The energy is carried by an electric field, and that field travels along the wire at the speed of light.

AC is used because it’s very easy to convert voltages using an AC transformer. This is really useful for a distribution network.

Anonymous 0 Comments

Imagine you are hanging on a rope with a **jumar** – a ratcheting clamp that only slides **up** a rope. Right next to you is another rope that slowly moves up and down, and stops for long enough to grab a handle on the rope. The rope next to you goes down and stops, so you grab the handle. When the moving rope goes up, it pulls you up, and your jumar on the static line sides up as well. When the moving rope stops, you let go the handle and hang on the static line until the moving rope stops, and you can grab on to move up again. In this way, you ascend the static line, but the moving line is basically in the same place. But you are only going up half the time.

But what if the moving line was actually a loop, so there were two moving lines, one side going up and the other side going down, and then swapping. Then you could swap handles from one side to the other, and you would keep moving up the static line, twice as fast as you were going previously.

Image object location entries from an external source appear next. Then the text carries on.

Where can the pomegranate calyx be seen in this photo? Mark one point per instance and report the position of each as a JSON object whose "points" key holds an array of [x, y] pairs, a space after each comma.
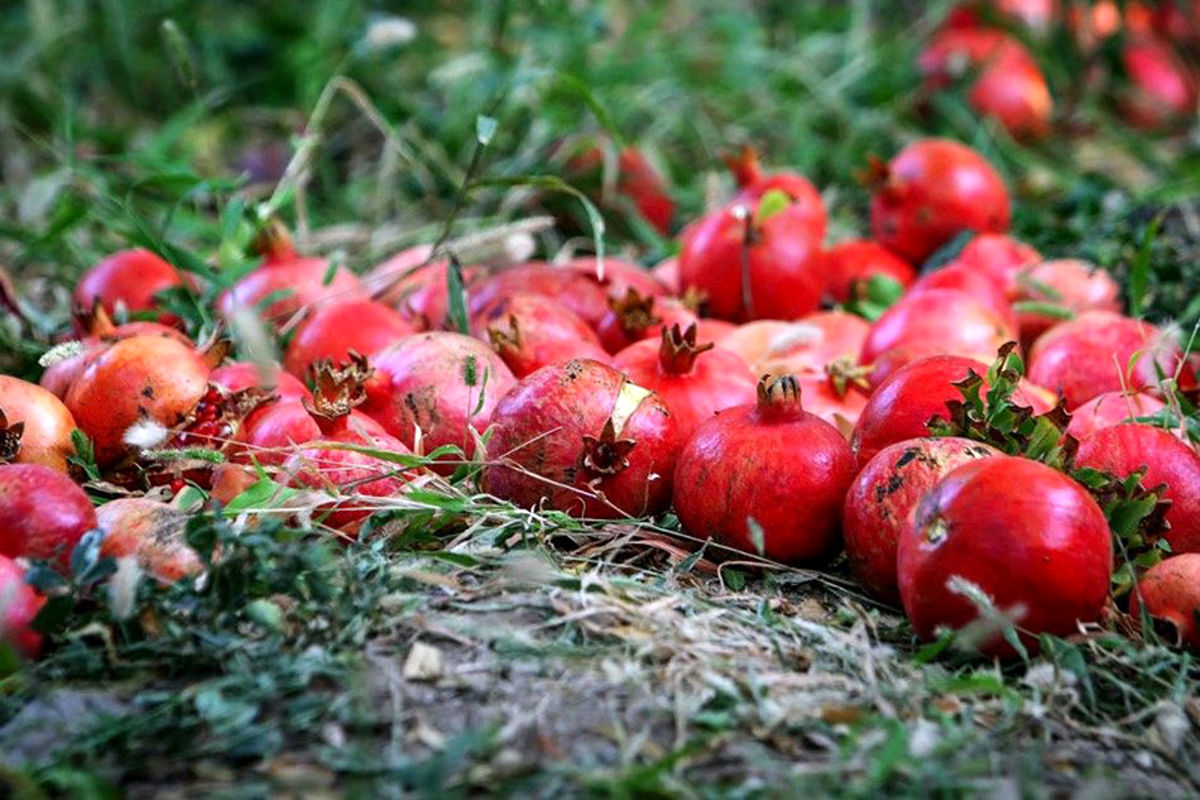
{"points": [[678, 353]]}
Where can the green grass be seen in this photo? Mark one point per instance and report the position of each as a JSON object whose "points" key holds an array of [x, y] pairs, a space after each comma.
{"points": [[576, 659]]}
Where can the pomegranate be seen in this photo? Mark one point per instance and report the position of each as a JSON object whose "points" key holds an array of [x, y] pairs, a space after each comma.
{"points": [[851, 265], [882, 498], [127, 281], [1111, 408], [581, 438], [768, 471], [931, 191], [694, 380], [1090, 355], [1170, 591], [150, 531], [1125, 449], [35, 426], [531, 331], [337, 328], [42, 512], [147, 380], [18, 608], [435, 386], [1019, 533]]}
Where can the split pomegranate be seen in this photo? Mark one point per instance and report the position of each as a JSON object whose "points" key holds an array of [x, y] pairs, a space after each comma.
{"points": [[1125, 449], [851, 265], [436, 386], [335, 329], [19, 606], [1090, 355], [882, 498], [42, 512], [1170, 591], [767, 479], [529, 331], [930, 192], [695, 380], [1021, 534], [582, 438], [35, 426]]}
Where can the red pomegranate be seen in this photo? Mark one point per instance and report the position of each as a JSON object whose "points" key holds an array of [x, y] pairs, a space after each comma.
{"points": [[437, 383], [1090, 355], [529, 331], [694, 380], [931, 191], [1170, 591], [42, 512], [1111, 408], [127, 281], [882, 498], [1020, 534], [337, 328], [850, 266], [1125, 449], [769, 471], [19, 606], [581, 438], [35, 426]]}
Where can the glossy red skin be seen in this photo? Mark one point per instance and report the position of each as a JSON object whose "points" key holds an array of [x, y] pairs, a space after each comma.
{"points": [[336, 328], [882, 499], [949, 319], [1111, 408], [1077, 287], [934, 190], [240, 376], [46, 438], [150, 531], [901, 405], [784, 264], [144, 378], [1086, 356], [540, 426], [420, 382], [1170, 590], [718, 380], [787, 470], [571, 288], [1025, 534], [1125, 449], [42, 512], [850, 266], [19, 605], [129, 278], [549, 332], [298, 282]]}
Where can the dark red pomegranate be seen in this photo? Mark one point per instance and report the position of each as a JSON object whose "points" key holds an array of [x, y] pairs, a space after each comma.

These examples are half-wave rectification, and full-wave rectification. The electronic equivalent of a jumar is called a diode, and it only allows current to flow in one direction. Using multiple diodes and a crossover, you can perform full-wave rectification on an AC voltage to convert it to pulsating waves that are all positive. Add a big capacitor, and the pulsing wave output is smoothed to a stable DC current.

If you had three looped ropes all running at different times, you could always grab the fastest upward moving rope, and go even faster – this is three-phase AC supply.

Anonymous 0 Comments

Imagine a loop of string wrapped around a pipe. You can pull it in once direction, and the friction will heat up the pipe, that’s DC, or you can move it back and forth, the effect will be the same, that’s AC. This behaviour depends only on what’s happening where you hold the string. You can just pull on one side or you can alternate where you pull.

Anonymous 0 Comments

The energy transported by current is not stored in the motion of the electrons but in the field they create. So you can make them go back and forth or slowly drift in one direction. The source will make them move in the wire near the source this starts to creates a field, the field propagates along the wire at close to light speed and gets them moving everywhere. If you plug something in the circuit this disturbs how the electrons can move near it. This causes the field to be different. The source then has to do work to keep the field stable. This is how the energy from the source gets whatever you want to power.

Anonymous 0 Comments

Someone else mentioned this, but I’m linking a video anyways

In short, electrons don’t do the work. They aren’t the thing we are using in our field. We are using the electromagnetic field

No electrons are used up, at all

Anonymous 0 Comments

the voltage flips back and forth as the magnet spins beneath the coil The magnet has two poles, and the current flows in opposite directions under the influence of each pole. a variation on the left-hand rule, in a way. Moving the poles (or the wire, same difference) puts any given place in the wire under the influence of opposite poles half the time.

The frequency of the current (its regular rate of reversal) is a function of the rate of the turning of the coil or magnet.

There is energy in the motion of the electrons without regard to which way they are moving. Normally, under one-directional processes like water flow, you would need to put energy back in to make the water flow the other direction, but this does not apply with a/c electricity because the poles are always converting mechanical energy into electricity, without regard to direction of flow. The magnet polarity is the reason. Magnets have two poles and the electrons will move in opposite directions depending on the polarity of the magnet. No requirement for putting energy back in when going the other way, as one might expect. More like a swinging clock pendulum, although not the best analogy.